Sabbath Mondays Child Review
Unfortunately, when carving bends, the specification is let down slightly by the standard Mavic Equipe S wheel system. Although the wheels themselves are sturdy and quite light at the price point, the Yksion tyres are inconsistent. They offer uncertain grip; squirming under cornering load. Worse, they perform unpredictably when conditions become mixed, breaking loose with little warning on damp roads. We’d recommend swapping them for another performance tyre.
This bike really came to life when we started cranking the watts. Up the climbs, the frame displayed the springiness titanium is known for. Rocking the bars side-to-side out of the saddle, the bike was eager to jump forward under acceleration. The flared down and seat tubes kept the bottom bracket under the rider and the front wheel went where it was pointed even when we jumped out of the saddle. The frame may share the ride qualities of other titanium and steel frames, but the lateral stiffness reinforced that Sabbath’s labour-intensive tube shaping is not just a marketing ploy.
Seated climbing was comfortable. We found the stem-to-bar drop perfect for comfortable ascending with hands on the tops or hoods. Standing on the pedals or powering in the saddle on the flats yielded similar results: The Monday’s Child was just solid, never wavering or skipping around, the wheels staying planted, inspiring confidence in the rider at all times. We were extremely impressed.
Racing The Sabbath Monday’s Child
Our race schedule was packed at the end of the year. Desperate for upgrade points, no bike racing stone was left unturned. We raced the Sabbath in rolling circuit races, criteriums, and hilly road races, even stooping to the dreaded Hillingdon as the season crept to a close.
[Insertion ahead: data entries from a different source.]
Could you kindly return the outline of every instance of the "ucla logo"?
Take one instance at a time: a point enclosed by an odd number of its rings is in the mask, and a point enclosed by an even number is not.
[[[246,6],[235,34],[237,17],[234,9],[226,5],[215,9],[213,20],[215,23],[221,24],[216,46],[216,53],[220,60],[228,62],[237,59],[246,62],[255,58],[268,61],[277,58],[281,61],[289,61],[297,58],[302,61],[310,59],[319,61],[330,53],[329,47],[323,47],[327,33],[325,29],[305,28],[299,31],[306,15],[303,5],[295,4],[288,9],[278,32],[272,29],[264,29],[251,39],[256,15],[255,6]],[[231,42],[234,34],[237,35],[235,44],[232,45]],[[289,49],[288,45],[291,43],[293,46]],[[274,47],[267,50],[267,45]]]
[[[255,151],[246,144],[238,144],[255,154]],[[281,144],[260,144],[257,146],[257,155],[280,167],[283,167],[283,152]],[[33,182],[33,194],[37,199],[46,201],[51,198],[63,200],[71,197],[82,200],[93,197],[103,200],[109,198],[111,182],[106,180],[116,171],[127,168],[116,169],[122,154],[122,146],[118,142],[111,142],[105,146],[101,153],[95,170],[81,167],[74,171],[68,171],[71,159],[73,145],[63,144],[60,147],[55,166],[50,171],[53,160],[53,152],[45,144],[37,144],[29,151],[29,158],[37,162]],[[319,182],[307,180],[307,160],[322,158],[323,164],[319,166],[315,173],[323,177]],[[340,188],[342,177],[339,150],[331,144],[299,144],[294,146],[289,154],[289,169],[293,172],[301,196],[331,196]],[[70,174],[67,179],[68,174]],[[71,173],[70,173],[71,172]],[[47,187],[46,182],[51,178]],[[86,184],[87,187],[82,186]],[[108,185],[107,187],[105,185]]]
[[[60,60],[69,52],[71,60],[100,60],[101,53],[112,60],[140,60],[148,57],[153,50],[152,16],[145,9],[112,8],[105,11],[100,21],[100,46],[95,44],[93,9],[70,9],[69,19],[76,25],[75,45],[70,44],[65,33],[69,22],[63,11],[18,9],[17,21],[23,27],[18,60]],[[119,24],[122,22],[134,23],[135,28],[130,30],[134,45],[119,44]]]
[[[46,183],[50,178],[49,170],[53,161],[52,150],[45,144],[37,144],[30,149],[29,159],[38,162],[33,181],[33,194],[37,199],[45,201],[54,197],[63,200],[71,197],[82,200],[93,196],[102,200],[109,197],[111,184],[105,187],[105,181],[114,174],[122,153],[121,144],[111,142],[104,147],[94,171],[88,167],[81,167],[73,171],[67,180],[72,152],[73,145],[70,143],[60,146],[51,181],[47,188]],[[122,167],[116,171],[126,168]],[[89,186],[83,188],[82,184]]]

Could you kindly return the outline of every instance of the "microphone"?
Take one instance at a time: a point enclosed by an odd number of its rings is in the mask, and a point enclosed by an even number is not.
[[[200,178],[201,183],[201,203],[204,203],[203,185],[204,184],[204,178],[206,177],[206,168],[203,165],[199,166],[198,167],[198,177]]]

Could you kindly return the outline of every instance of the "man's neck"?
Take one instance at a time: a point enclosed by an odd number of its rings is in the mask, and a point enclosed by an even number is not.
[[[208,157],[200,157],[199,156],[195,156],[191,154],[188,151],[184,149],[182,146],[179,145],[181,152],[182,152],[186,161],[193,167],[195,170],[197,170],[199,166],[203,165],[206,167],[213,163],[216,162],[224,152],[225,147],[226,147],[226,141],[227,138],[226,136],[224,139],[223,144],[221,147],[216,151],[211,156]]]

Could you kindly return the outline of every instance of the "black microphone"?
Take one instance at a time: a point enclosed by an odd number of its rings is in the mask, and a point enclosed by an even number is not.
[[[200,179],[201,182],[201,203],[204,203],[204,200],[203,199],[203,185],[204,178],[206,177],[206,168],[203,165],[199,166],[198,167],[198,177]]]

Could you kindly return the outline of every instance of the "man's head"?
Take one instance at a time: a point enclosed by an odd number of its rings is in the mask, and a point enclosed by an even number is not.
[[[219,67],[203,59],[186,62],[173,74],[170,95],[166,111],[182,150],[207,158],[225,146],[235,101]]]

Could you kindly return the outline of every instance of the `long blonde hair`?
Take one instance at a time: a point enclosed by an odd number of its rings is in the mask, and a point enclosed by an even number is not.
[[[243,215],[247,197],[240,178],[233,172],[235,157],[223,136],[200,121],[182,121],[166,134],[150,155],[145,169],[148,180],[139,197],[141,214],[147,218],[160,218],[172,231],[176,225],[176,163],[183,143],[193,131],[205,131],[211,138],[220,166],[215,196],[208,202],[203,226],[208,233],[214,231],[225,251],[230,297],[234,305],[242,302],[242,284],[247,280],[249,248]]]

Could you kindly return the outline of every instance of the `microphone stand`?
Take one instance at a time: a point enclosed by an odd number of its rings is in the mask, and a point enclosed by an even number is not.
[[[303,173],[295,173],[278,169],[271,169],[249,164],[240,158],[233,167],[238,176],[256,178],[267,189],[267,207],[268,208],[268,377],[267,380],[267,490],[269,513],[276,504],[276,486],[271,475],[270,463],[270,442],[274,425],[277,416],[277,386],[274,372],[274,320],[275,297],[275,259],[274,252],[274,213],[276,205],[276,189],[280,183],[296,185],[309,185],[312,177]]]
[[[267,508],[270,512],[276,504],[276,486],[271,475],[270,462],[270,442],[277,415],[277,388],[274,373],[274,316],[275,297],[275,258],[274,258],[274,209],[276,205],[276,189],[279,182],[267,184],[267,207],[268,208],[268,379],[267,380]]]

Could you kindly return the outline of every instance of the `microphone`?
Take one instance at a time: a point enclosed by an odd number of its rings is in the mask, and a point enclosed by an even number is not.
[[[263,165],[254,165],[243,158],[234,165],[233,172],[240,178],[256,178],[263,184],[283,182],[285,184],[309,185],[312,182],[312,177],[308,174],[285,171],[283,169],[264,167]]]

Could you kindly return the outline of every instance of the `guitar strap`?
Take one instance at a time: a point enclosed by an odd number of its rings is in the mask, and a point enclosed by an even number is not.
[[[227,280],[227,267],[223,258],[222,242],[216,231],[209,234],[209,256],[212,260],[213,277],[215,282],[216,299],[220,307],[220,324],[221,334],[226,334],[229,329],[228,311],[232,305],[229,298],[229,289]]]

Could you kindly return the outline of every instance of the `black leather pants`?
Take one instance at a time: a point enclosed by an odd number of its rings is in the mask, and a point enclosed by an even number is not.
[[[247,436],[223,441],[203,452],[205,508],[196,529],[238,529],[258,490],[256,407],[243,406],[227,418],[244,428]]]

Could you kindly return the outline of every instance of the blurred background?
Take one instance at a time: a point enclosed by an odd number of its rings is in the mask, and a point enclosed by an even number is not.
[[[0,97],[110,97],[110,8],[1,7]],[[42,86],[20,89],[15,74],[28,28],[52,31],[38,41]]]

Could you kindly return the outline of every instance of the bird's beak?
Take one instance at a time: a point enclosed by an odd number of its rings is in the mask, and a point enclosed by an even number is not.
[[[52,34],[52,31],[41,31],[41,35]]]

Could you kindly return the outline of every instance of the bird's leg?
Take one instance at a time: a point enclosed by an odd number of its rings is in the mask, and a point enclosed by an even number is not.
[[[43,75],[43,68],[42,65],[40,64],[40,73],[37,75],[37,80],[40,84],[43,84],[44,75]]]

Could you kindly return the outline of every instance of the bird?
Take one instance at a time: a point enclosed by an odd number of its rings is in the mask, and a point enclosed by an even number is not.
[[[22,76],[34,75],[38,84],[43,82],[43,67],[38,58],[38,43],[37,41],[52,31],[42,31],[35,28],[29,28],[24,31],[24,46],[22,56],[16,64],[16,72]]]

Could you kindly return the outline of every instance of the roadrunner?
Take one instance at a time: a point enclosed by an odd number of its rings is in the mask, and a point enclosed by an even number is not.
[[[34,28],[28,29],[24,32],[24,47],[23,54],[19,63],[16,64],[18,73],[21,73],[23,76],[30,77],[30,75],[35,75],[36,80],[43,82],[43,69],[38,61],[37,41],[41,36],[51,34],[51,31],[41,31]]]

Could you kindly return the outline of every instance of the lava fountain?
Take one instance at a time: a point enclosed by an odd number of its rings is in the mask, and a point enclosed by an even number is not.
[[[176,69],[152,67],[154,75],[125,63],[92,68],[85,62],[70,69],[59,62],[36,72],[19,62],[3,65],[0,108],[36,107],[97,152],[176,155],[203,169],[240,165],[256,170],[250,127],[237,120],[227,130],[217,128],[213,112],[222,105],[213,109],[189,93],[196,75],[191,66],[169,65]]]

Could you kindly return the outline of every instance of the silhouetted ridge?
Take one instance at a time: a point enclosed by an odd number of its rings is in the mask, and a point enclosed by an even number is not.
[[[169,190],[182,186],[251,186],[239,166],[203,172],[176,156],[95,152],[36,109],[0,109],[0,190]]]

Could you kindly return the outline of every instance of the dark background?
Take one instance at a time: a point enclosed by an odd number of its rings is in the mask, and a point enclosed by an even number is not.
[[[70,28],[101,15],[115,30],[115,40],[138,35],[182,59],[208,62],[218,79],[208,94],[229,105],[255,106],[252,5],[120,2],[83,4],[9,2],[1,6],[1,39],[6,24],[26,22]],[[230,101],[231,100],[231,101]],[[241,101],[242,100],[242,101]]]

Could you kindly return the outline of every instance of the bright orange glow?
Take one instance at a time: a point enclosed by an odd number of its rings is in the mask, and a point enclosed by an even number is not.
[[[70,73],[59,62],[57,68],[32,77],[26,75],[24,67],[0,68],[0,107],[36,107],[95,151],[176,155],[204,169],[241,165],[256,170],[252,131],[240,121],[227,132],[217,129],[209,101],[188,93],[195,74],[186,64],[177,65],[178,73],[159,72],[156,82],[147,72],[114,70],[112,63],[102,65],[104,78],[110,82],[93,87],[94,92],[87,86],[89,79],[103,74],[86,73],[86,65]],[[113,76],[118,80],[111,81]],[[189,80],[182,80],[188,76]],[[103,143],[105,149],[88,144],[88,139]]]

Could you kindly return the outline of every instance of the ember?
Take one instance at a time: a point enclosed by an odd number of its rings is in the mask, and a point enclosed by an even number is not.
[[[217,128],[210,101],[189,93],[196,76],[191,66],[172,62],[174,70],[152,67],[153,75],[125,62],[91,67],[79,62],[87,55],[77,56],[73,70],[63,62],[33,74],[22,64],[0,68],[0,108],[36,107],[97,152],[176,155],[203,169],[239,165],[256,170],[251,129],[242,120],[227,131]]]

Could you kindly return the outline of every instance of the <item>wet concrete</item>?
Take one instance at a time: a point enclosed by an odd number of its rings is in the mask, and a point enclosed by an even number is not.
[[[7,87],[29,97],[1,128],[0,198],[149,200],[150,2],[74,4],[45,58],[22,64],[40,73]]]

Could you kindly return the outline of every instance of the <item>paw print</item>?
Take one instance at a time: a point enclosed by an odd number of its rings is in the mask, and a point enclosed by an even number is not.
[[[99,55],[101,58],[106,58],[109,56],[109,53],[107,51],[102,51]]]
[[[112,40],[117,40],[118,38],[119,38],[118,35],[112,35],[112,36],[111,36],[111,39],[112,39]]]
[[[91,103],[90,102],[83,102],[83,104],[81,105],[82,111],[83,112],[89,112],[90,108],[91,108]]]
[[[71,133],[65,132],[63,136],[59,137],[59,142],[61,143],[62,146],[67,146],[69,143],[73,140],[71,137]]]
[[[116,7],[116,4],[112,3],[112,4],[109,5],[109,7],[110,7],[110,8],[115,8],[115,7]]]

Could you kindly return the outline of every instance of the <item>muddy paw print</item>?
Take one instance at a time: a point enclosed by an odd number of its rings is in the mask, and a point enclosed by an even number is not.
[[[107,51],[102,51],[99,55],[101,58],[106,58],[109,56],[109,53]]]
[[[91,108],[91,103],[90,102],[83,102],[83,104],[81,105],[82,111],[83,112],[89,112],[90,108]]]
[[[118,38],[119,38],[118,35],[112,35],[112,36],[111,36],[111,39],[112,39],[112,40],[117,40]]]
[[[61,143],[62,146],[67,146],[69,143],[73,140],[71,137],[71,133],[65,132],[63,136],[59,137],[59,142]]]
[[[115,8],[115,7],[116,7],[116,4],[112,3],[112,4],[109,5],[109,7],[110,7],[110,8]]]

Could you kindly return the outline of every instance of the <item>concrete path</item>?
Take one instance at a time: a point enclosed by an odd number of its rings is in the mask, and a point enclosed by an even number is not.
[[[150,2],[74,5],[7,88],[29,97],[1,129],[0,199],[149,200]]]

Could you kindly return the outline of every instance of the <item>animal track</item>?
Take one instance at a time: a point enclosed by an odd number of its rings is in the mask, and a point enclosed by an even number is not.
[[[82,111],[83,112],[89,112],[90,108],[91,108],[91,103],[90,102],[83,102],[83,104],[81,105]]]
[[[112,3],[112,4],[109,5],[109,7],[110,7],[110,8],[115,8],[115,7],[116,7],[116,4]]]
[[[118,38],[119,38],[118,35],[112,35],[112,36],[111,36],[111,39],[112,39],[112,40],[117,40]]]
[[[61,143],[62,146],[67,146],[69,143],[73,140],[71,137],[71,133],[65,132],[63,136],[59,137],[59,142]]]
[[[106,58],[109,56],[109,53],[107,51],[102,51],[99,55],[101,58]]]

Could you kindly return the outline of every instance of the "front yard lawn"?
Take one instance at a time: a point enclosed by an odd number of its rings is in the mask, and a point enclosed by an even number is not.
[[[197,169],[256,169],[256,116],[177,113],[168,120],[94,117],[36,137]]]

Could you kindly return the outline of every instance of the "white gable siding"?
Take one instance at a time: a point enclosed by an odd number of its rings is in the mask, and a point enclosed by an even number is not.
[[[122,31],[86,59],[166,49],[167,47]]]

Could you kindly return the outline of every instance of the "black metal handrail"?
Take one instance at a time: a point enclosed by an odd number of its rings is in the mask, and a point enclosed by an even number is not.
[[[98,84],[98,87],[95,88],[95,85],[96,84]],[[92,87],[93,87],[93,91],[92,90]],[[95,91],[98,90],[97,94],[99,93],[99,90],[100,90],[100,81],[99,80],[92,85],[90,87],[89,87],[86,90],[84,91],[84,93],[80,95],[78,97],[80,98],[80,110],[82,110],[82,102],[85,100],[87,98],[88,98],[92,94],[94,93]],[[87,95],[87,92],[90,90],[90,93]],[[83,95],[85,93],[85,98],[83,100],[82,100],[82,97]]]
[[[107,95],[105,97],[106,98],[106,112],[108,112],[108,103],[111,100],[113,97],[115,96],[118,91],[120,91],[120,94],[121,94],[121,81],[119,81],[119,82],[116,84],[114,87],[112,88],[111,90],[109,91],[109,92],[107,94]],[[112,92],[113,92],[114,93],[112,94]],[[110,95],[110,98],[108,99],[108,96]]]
The geometry is more consistent with a pure road-racing machine. With a slightly longer head tube than some racing frame alternatives at a similar price point, relatively relaxed head and seat tube angles, and long top tube the bike’s dimensions appeared to be built for long days in the saddle. After racing the Sabbath for three months, we found it was well suited for anything thrown at it. We believe the secret lies in the combination of tube construction and frame design.
The Monday’s Child performed well in road races as expected. The Surrey League races we compete in usually feature series of small climbs, bumpy descents, and narrow roads. We found ourselves feeling fresher, with less back and hand pain than usual; a reflection of both the comfortable ride and the stable handling.